The mainstream right emphasizes different aspects: strong institutions, economic modernization, international influence. They celebrate the technocratic de Gaulle who built nuclear power, promoted champions nationaux, and made France competitive. This selective reading ignores his skepticism about capitalism and concern for social justice.
The Left's De Gaulle
The left's relationship with de Gaulle is more complex. Historically his opponents, they now invoke selective aspects of his legacy. Jean-Luc Mélenchon's France Insoumise claims the resistant de Gaulle who defied established powers and the social de Gaulle who nationalized industries and created welfare systems.
This reading emphasizes de Gaulle's "third way" between capitalism and communism, his critique of American hegemony, his opening to the developing world. They quote his warnings about money's power and his vision of "participation" between capital and labor. That he also suppressed strikes and concentrated executive power is minimized.

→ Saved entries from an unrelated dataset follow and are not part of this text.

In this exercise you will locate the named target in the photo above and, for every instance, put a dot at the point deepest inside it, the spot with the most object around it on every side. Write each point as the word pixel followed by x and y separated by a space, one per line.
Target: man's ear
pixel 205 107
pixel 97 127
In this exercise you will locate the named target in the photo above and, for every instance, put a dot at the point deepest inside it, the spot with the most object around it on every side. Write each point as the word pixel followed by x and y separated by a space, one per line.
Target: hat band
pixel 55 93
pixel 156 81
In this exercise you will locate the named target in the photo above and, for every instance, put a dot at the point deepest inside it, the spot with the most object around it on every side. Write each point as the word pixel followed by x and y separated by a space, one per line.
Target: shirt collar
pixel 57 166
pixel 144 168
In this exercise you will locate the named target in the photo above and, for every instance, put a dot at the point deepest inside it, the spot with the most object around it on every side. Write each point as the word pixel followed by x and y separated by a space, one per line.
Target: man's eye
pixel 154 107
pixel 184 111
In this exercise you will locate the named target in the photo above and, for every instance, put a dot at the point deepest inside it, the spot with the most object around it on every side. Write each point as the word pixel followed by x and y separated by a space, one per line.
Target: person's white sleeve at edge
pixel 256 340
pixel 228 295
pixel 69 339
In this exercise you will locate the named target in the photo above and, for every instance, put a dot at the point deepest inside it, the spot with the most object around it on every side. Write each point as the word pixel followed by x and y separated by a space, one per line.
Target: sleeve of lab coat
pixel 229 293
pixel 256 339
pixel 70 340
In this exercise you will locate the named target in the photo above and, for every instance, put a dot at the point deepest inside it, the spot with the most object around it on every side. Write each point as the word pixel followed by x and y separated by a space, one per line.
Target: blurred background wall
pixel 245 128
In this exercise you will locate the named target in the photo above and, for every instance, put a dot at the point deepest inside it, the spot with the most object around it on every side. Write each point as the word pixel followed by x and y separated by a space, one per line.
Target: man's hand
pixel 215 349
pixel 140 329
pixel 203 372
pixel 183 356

Even moderate socialists now praise Gaullist institutions they once denounced. The strong presidency enables reform. National independence permits distinctive policies. State intervention allows market correction. The conversion is incomplete—they still criticize the "republican monarchy"—but pragmatic acceptance has replaced ideological rejection.
The European Paradox
De Gaulle's European legacy is particularly contested. Sovereignists quote his rejection of supranationality, veto of British membership, and vision of "Europe of nations." They present him as the prophet who foresaw European integration's threat to national independence.
But pro-Europeans claim him too. They emphasize his reconciliation with Germany, promotion of European cooperation, and understanding that France needed Europe to balance superpowers. His vision of European independence from America resonates with contemporary advocates of European strategic autonomy.

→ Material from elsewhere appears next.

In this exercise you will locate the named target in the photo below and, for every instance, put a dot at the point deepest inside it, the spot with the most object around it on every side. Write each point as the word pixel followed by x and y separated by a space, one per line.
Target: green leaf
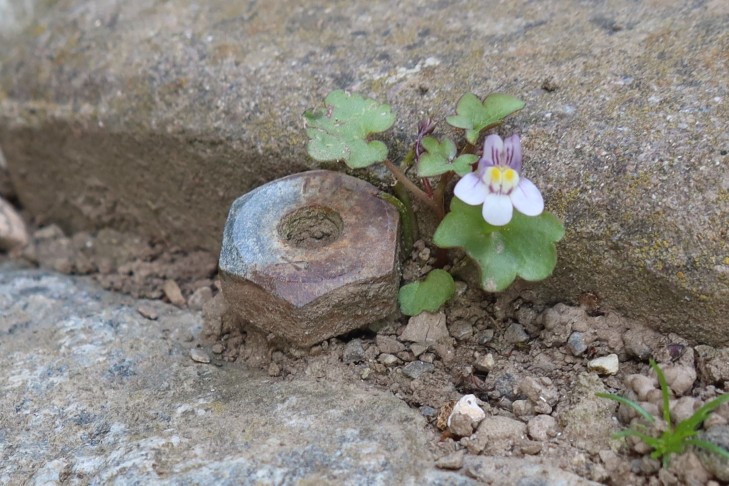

The truth is paradoxical. De Gaulle simultaneously advanced and limited European integration. He made the Common Market work while rejecting political union. He promoted European independence while maintaining French sovereignty. His contradictions became Europe's contradictions, unresolved fifty years later.
The Colonial Reckoning
De Gaulle's colonial legacy faces increasing scrutiny. The traditional narrative—enlightened decolonizer who peacefully granted independence—confronts uncomfortable truths. The Algerian War's brutality, abandonment of the harkis, and neocolonial Françafrique system complicate heroic simplification.
Former colonies view de Gaulle ambivalently. Some praise his recognition of independence movements and personal relationships with African leaders. Others condemn continued French interference and economic exploitation. The CFA franc, military interventions, and corrupt networks trace directly to Gaullist arrangements.
Within France, colonial memory divides communities. Pieds-noirs feel betrayed by Algerian independence. Harkis remember abandonment and massacre. Immigrants from former colonies experience discrimination in the country that once colonized their homelands. De Gaulle's promise of Franco-African community rings hollow to those excluded from French community.
Gender and Social Progress
Feminists particularly contest de Gaulle's legacy. He granted women voting rights but maintained patriarchal assumptions. His governments included no women ministers. His vision of women as mothers first, citizens second, shaped policies that encouraged traditional roles while granting formal equality.
The Gaullist welfare state simultaneously liberated and constrained women. Family allowances enabled mothers to stay home. Free education opened professional opportunities. But glass ceilings remained unbroken, workplace discrimination unchallenged. De Gaulle's France modernized economically while preserving social hierarchies.
Contemporary #MeToo movements highlight these contradictions. The general who embodied masculine authority created structures that perpetuated male dominance. The republican equality he proclaimed coexisted with systematic inequality. Young French feminists see in de Gaulle everything they seek to overcome.